Left and found
PV senior discovers her heritage through DNA test
May 31, 2018
I was hanging out with my friend, Kaila, one day, and we started talking about our heritage. Since we are both adopted, neither one of us has much information about our background. She told me that a DNA test she took through 23andme.com gave her a lot of answers. I really wanted to learn more about myself, so I decided to take the test too.
I received a DNA kit at the end of January. When I opened up the box, there was a test tube. I put my saliva into the tube, put it back into the box, and sent it to the lab in North Carolina. After seven weeks, I got my results back. I found out so much information about myself, from my ancestry to genetic health risks to different traits I have.
Since I do not know my birth parents, I have no record or knowledge of my genetic history. My adoptive mom lost her husband to cancer before I was born and she thought she would not be able to start a family. When she found out that single mothers were allowed to adopt a baby from China, she immediately started the adoption process. The paperwork took six months to complete and another year of waiting to get the news that she could come get her baby.
When I was ten days old, my birth mother left me in front of the police station in Bengbu City, Anhui Province. I was one of the blessed ones. Because of extreme overpopulation in China and that boys were preferred, most baby girls were aborted or abandoned. I was found and brought to an orphanage where I spent my first year of life. My “sisters” and I were taken care of by nannies that met all of our needs. After I had just turned one, my mom-to-be traveled to China to adopt me.
Through the DNA test, I discovered that I’m 87.3% Chinese, 5.6% Mongolian, 2.7% Korean, and 0.1% Japanese. Thankfully, there were no variants detected when they tested for health diseases, but I do have a slightly increased risk for Late-Onset Alzheimer’s Disease. The test also says I am likely to be lactose intolerant.

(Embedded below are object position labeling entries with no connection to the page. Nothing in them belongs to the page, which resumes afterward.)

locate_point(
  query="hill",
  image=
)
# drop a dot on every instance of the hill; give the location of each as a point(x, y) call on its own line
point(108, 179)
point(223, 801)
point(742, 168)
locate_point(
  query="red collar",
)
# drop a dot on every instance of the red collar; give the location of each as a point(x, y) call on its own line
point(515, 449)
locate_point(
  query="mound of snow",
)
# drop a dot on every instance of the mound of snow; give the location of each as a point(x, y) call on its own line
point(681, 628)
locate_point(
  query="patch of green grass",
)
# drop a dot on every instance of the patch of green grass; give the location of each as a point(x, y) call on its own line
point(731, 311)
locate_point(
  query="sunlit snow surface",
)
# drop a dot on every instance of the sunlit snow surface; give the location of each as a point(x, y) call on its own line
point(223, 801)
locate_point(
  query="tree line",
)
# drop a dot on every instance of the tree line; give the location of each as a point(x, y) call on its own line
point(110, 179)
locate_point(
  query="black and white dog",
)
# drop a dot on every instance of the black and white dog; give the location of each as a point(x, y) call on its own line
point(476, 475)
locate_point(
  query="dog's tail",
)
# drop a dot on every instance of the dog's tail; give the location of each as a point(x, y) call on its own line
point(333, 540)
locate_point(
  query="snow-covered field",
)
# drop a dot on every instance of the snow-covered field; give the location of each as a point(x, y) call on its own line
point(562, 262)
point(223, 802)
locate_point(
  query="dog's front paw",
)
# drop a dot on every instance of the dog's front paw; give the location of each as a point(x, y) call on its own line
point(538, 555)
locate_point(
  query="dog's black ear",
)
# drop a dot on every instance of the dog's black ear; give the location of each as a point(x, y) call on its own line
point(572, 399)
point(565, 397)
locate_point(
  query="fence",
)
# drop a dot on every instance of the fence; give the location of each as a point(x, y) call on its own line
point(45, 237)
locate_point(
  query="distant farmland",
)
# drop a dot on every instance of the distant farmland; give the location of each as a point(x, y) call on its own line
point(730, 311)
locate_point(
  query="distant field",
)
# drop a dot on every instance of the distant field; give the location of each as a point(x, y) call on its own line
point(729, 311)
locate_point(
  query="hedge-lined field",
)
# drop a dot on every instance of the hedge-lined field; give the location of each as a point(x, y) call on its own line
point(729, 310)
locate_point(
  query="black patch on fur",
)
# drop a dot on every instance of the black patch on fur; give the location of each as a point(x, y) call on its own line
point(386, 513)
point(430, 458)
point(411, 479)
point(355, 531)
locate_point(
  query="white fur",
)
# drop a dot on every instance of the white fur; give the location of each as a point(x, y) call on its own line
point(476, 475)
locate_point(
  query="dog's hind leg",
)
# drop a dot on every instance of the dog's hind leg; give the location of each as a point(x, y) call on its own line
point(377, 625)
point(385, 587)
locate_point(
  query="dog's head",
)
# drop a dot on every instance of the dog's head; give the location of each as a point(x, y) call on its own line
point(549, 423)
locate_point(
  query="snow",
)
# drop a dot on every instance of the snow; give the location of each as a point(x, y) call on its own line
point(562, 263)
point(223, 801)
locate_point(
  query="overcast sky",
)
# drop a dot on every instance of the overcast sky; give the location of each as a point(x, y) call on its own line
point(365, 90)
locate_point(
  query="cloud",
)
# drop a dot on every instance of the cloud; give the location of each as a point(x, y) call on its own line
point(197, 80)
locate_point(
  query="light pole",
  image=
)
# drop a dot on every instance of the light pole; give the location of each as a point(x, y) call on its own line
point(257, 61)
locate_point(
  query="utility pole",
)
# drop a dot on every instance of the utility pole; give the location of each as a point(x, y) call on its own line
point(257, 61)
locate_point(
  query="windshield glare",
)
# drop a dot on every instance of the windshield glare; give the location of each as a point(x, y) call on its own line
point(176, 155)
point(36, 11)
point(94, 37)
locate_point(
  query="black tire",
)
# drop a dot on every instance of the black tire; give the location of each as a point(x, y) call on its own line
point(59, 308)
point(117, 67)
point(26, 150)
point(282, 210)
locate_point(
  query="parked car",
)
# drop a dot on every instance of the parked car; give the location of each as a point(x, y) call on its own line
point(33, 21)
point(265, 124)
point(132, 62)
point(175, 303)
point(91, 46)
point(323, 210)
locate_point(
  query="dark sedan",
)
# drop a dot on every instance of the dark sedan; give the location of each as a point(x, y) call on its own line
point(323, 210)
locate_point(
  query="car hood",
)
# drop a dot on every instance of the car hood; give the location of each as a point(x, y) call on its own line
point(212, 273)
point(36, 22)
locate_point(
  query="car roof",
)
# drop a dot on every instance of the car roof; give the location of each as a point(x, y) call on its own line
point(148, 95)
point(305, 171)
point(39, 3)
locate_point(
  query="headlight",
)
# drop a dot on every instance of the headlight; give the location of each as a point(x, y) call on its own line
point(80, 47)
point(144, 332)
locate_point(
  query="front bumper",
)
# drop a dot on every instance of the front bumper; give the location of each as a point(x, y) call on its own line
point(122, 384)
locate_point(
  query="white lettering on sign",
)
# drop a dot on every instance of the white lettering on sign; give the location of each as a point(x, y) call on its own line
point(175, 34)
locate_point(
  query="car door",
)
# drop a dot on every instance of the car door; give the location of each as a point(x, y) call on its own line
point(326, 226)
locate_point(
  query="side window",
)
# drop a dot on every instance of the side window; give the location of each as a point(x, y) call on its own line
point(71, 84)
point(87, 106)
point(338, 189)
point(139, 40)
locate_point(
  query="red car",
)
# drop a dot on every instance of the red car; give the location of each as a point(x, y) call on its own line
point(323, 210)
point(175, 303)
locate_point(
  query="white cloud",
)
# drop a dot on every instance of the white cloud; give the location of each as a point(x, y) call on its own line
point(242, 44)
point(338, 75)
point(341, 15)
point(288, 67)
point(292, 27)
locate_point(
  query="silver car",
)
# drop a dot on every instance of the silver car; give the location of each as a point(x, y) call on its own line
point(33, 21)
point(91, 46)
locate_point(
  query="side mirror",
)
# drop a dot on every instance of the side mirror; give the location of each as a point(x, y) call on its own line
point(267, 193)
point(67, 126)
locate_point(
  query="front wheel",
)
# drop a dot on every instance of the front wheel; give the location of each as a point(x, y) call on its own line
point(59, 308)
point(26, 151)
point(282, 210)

Fortunately, I am not, but I can eventually develop an intolerance.
On the more amusing side, I am likely to have dry earwax and I do not have a photic sneeze reflex. It gave me information about my finger and toe length ratio — my ring finger and my big toe are likely to be longer than the others. I also have a muscle composition that is commonly found in elite power athletes.
My mom encouraged me to take the test and she has always been very open with me about my adoption because she was so proud of me. To this day, thinking about my life in China seems so unreal; it still does not feel like it’s part of my story. If I had the opportunity to meet my biological parents and siblings, I would in a heartbeat, but I know that it is highly unlikely that I could ever find them.